ガンからいただいたご褒美

46歳でガンで亡くなった女性の詩が残っていました。
彼女は、説法とはお坊さんを通してお寺で聞くものだとばかり思っていましたが、ベッドに横たわっているときが、説法を聞く特等席だと気づいたそうです。
そこで彼女は、ベッドで気づいたことを大学ノートにびっしり書いていったのです。

彼女が書いた、こんな詩があります。

死の問題は、今始まったのではない
生まれたときから、もう始まっていたのです
点滴棒をカラカラ押して、青白い顔に幼さを残して歩く
9歳の少年に・・・
母親に抱かれ乳を吸う力もない赤ん坊の、下げられた管の数々に・・・

気がつけば、私、46歳、ありがたい年齢だったのです

死の直前の詩には、ご主人とのことを詠んだ詩もあります。

「お父さん、ありがとう。

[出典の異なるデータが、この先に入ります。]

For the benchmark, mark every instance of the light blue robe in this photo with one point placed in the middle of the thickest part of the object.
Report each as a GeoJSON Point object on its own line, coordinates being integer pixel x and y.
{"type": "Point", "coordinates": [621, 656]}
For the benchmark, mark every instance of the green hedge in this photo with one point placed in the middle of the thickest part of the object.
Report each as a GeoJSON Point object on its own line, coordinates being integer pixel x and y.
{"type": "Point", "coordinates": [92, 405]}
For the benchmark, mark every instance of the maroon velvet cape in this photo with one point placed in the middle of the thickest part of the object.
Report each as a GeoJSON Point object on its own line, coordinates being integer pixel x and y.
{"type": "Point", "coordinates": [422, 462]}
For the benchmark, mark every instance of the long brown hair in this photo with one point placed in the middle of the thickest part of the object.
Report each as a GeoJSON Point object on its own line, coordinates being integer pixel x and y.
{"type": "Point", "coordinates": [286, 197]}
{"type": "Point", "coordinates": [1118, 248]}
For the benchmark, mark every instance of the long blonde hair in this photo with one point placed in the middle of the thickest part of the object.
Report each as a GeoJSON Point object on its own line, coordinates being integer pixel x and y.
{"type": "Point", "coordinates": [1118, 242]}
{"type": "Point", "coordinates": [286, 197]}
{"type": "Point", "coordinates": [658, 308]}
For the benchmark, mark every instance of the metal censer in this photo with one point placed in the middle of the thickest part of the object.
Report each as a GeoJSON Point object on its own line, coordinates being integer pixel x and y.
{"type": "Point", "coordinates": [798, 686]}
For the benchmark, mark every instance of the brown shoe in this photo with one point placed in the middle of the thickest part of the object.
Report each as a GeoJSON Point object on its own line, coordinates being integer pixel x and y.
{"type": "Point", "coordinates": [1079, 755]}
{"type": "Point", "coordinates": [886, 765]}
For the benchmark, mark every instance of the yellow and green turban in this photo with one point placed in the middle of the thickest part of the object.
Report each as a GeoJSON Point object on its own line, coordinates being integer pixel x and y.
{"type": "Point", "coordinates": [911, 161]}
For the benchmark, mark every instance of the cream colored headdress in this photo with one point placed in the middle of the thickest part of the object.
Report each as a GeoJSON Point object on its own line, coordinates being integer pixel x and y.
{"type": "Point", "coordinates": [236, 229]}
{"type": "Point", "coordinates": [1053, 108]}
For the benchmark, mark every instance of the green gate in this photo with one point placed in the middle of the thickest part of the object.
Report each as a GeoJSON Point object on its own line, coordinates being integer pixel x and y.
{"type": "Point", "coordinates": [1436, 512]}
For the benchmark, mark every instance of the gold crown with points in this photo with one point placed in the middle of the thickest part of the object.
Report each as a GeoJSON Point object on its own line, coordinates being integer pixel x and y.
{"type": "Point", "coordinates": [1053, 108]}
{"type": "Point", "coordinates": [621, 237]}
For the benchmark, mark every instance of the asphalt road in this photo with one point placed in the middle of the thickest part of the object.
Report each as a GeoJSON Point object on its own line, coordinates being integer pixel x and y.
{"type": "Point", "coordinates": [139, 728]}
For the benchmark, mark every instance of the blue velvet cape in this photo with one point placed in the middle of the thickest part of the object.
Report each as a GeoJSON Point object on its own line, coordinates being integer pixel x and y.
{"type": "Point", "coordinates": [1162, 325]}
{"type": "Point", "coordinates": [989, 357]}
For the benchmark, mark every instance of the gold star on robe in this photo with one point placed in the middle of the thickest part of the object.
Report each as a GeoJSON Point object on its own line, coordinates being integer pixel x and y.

また明日、会えるといいね・・」と手を振る
テレビを見ている顔をこちらに向けて
「おかあさん、ありがとう。また明日会えるといいね・・」と手を振ってくれる
今日一日の幸せが、胸いっぱいに溢れてくる。
そして朝は
「おとうさん、また会えたね!」
「おかあさん、また会えたね!」と
恋人同士のような暮らしをしています。

振り返ってみると、この46年間、こんなあいさつを一度だってしたことがあったでしょうか。
みんなガンをいただいて、気づかされたことばかりです。